La Riforma Fornero ha ridotto la possibilità di stipulare contratti di associazione in partecipazione con apporto di lavoro, prevedendo severi requisiti.

La Riforma Fornero (1) ha introdotto 3 necessari requisiti per stipulare un contratto di associazione in partecipazione con apporto di lavoro, la cui assenza converte il rapporto in lavoro subordinato a tempo indeterminato, a meno che il datore di lavoro non fornisca la prova della autenticità dell’associazione in partecipazione.

I 3 requisiti sono:

  1. la reale partecipazione dell’associato agli utili dell’impresa o dell’affare;
  2. la  consegna all’associato del rendiconto;
  3. il possesso, da parte dell’associato, di rilevanti competenze teoriche acquisite mediante percorsi formativi, ovvero di capacità acquisite attraverso esperienze qualificate maturate nell’esercizio dell’attività.

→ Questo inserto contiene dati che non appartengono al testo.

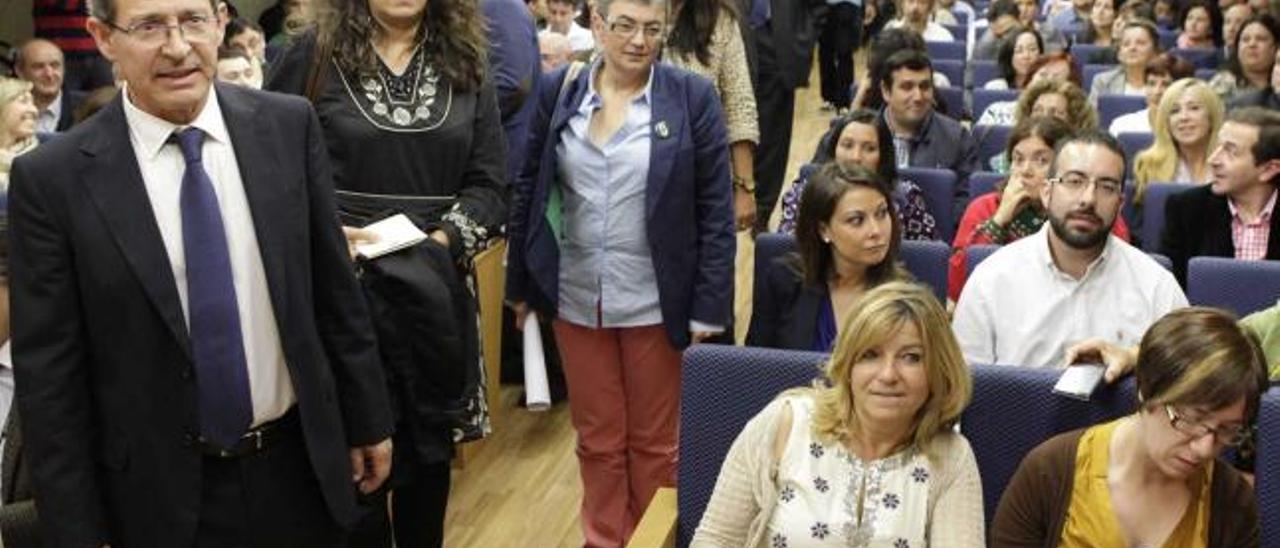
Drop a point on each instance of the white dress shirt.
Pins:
(1019, 309)
(161, 165)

Con tale Riforma è stata introdotta anche un’altra forte limitazione all’associazione in partecipazione con apporto di lavoro: il divieto di stipulare più di tre contratti di associazione in partecipazione per la stessa attività, pena la conversione di tutti i contratti in rapporti di lavoro subordinato a tempo indeterminato, fatta eccezione nel caso in cui tra associanti e associati ricorrano legami matrimoniali, parentela entro il terzo grado o affinità entro il secondo.

Contro tale presunzione non è prevista alcuna prova contraria.